Robinson Crusoe Style Boom & Wind Shield

Last fall we spent our vacation in Cyprus, Greece. We never stayed in a beach resort before and thought it might be worth a try. But after a couple of days I got terribly bored hanging out in the compound all the time so I started to explore the surrounding area. The resort was located in some kind of suburban place with large undeveloped parts of land - kind of interesting but not really pretty. But here and there where patches of high grown bamboo, rustling gently in the cypriotic autumn breeze.

There wasn't much surrounding noise, no traffic, no people - it was a pretty decent setting for recording the bamboo. The only problem was the gear - or lack thereof.

Like every vacation I brought my Sony PCM D-50 handheld recorder with the little windbreaker. But the fur sits pretty tightly on the mics so it can't really shield stronger gusts. And the bamboo was quite high so I couldn't reach to the top leaves that looked particularly promising to record. In short, I needed a wind shield and a boom pole.

The following days I looked around the little shops and supermarkets for inexpensive items that could be misused for that purpose. My initial thought was to use material like a broomstick and a metal coat hanger and bend that to some kind of spherical rig. Inside that rig I might be able to strap the recorder in place with rubber bands, pretty much like a professional mic suspension. But I didn't even have pliers to work the thick coat hanger wire.

Funny enough, the solution I ended up with came from the subject itself: bamboo. Bamboo is perfect for making all kinds of things, especially pole and basket type things. All you need is a knife and some thin rope. I picked a dry, long and straight piece and started from there. It was a real joy to work with this fascinating material and it was perfect for the job. Very light and sturdy when you leave it in its natural tube form, but flexible and versatile when you split the tube up along its fiber. All the joins and connections could be easily tied with rope. And that rope and some hair ties where actually the only items I had to purchase.

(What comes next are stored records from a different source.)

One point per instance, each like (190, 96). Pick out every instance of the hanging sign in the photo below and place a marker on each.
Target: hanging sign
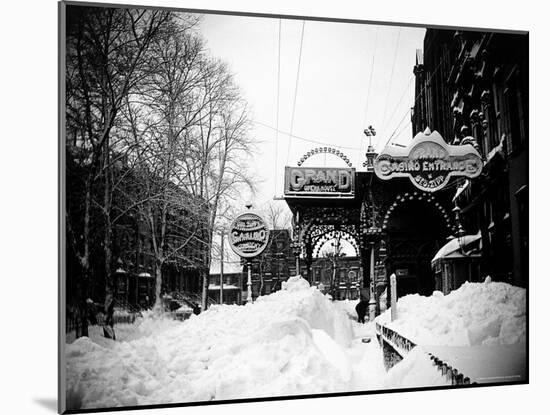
(428, 161)
(248, 235)
(320, 182)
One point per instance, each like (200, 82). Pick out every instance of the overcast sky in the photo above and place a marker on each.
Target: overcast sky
(350, 76)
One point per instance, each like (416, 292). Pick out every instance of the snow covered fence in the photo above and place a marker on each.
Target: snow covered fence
(395, 347)
(478, 330)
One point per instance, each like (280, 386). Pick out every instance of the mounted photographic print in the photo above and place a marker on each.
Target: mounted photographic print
(261, 207)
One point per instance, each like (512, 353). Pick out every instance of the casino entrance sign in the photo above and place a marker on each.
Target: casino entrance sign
(248, 235)
(428, 161)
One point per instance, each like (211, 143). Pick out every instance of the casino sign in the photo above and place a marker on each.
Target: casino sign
(248, 235)
(428, 161)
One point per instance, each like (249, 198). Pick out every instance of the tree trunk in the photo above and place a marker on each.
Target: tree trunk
(108, 235)
(158, 285)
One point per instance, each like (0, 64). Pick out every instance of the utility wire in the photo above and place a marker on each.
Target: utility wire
(399, 103)
(368, 95)
(278, 96)
(295, 91)
(391, 76)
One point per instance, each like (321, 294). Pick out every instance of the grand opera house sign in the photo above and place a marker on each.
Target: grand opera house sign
(323, 182)
(428, 161)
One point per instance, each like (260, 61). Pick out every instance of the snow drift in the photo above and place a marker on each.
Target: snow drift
(290, 342)
(489, 313)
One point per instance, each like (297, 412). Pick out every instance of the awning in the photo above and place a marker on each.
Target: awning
(458, 247)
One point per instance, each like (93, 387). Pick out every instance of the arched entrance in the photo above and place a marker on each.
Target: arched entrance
(416, 226)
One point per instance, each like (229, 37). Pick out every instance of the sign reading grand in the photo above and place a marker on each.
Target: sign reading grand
(248, 235)
(428, 161)
(320, 182)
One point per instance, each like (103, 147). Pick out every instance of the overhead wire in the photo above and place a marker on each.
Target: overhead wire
(368, 92)
(391, 76)
(309, 140)
(295, 91)
(398, 103)
(414, 102)
(277, 111)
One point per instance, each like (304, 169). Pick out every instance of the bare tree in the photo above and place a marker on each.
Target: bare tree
(187, 125)
(106, 50)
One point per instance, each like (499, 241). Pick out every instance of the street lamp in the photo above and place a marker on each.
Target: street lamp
(370, 154)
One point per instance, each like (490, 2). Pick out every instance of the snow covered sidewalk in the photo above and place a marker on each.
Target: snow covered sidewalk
(294, 341)
(479, 329)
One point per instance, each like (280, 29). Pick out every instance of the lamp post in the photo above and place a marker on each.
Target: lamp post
(370, 154)
(221, 267)
(296, 251)
(374, 234)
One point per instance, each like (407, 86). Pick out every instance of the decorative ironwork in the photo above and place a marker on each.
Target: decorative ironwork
(418, 196)
(323, 150)
(345, 235)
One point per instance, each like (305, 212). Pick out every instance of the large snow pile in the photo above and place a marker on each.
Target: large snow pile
(489, 313)
(348, 307)
(291, 342)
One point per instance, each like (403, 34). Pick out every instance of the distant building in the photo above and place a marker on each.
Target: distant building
(472, 87)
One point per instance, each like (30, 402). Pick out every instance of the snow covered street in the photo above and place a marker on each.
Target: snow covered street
(294, 341)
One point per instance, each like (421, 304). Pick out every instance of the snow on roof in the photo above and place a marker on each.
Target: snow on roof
(454, 245)
(461, 189)
(229, 267)
(225, 287)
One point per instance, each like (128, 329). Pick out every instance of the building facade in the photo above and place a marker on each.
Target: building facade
(473, 88)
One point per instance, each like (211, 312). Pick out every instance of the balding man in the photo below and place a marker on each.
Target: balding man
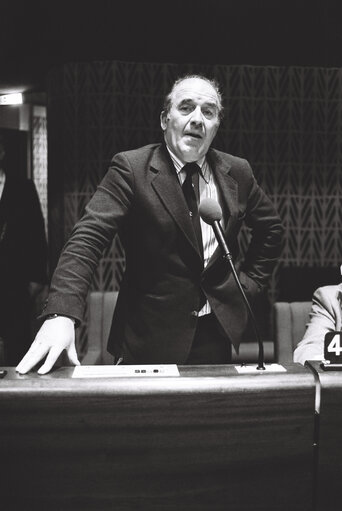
(178, 301)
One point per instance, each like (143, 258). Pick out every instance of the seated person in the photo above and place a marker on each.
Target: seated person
(325, 316)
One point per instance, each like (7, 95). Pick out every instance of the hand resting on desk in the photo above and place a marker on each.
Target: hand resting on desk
(55, 335)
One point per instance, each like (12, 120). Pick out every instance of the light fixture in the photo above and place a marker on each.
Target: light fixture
(11, 99)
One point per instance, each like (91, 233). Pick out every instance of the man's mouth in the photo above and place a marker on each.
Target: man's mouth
(194, 135)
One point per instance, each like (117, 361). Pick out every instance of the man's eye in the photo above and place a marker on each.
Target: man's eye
(186, 108)
(208, 113)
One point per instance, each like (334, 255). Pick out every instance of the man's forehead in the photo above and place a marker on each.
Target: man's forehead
(195, 87)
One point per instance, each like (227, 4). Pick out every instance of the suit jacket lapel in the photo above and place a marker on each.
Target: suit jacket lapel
(228, 196)
(166, 184)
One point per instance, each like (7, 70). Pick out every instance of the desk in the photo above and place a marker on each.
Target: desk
(210, 439)
(329, 467)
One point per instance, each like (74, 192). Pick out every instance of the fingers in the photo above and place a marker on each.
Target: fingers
(72, 355)
(50, 360)
(34, 355)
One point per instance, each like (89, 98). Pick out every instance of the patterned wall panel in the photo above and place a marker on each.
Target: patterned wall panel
(285, 121)
(39, 157)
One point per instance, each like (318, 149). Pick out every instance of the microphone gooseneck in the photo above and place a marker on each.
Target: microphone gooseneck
(211, 213)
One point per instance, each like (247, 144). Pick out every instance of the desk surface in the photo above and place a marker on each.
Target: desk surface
(210, 439)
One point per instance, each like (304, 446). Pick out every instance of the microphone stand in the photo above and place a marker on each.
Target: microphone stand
(228, 257)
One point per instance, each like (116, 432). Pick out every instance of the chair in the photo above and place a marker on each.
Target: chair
(289, 321)
(101, 308)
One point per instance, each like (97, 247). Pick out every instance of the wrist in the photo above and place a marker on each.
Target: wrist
(52, 316)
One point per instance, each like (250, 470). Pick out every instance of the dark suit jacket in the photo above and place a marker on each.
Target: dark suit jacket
(141, 199)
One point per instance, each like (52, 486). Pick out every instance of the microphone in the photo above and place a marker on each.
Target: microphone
(211, 213)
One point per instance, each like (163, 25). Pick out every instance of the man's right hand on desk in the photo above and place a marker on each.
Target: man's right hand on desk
(55, 335)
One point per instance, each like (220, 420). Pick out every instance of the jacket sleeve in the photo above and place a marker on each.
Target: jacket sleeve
(104, 216)
(323, 319)
(266, 234)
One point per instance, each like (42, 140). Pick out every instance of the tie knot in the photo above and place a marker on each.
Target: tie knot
(191, 168)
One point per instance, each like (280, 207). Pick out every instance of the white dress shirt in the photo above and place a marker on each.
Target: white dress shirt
(207, 189)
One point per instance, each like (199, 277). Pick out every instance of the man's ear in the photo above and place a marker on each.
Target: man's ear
(163, 120)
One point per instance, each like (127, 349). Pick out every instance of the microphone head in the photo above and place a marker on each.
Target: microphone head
(210, 211)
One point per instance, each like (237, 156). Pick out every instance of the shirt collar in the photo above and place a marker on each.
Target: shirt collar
(179, 164)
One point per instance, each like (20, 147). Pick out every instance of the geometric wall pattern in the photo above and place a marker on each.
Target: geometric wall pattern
(287, 121)
(39, 157)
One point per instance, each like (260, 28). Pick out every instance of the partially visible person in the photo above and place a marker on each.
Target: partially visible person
(178, 301)
(23, 260)
(325, 316)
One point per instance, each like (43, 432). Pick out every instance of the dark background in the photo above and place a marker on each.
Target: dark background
(37, 35)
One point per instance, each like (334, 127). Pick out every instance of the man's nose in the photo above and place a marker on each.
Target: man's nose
(196, 116)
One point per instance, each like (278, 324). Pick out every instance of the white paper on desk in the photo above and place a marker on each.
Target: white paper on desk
(111, 371)
(270, 368)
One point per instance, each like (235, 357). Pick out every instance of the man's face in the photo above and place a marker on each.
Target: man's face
(193, 119)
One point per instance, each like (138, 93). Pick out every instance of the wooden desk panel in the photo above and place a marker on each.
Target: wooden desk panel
(208, 440)
(329, 469)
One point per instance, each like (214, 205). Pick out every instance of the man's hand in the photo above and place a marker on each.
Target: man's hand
(56, 334)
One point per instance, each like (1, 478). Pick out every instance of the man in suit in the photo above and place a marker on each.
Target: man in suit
(23, 259)
(178, 301)
(325, 316)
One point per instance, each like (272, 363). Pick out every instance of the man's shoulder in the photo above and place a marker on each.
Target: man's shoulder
(228, 158)
(329, 292)
(140, 152)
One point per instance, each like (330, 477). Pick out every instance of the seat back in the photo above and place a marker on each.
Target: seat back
(101, 308)
(289, 321)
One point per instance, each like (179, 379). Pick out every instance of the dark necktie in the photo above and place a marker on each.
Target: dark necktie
(191, 192)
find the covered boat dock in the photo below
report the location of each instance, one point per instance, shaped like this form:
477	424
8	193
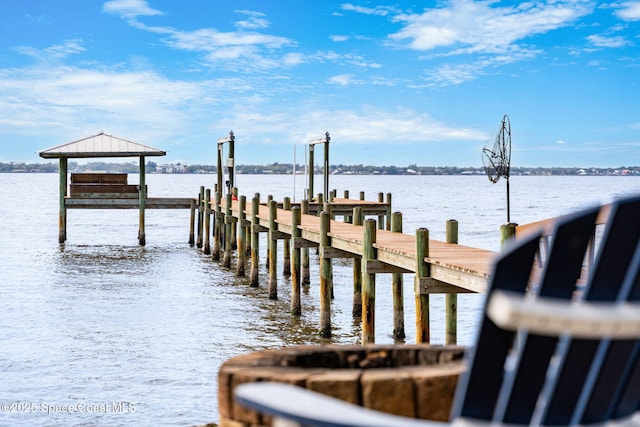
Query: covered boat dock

After a short time I had a pretty long pole with some kind of balloonish basket type thing at one end. Inside that basket where four hair ties that held the recorder. I wrapped a thin, soft scarf around it as the actual wind shield. There was no audible high frequency attenuation caused by it and it shielded the wind pretty nicely. The only major drawback of that setup was that I didn't have a remote control for the recorder, so I had to put it into record before wrapping the scarf around. But I guess that's a small price to pay.

The following days I wandered around, looking a bit like a guy hunting for butterflies or maybe even more esoteric things. But sticking out of the crowd is probably something that all sound recordists need to be cool with.

And I came home with some decent recordings of bamboo and palm trees in the wind. I thought for a sec if I should bring the thing back home with me as a souvenir. But than I decided that it's perfectly fine to leave it behind - a little bit like a rescued castaway who leaves behind all the makeshift tools he made, because he has the real ones at home.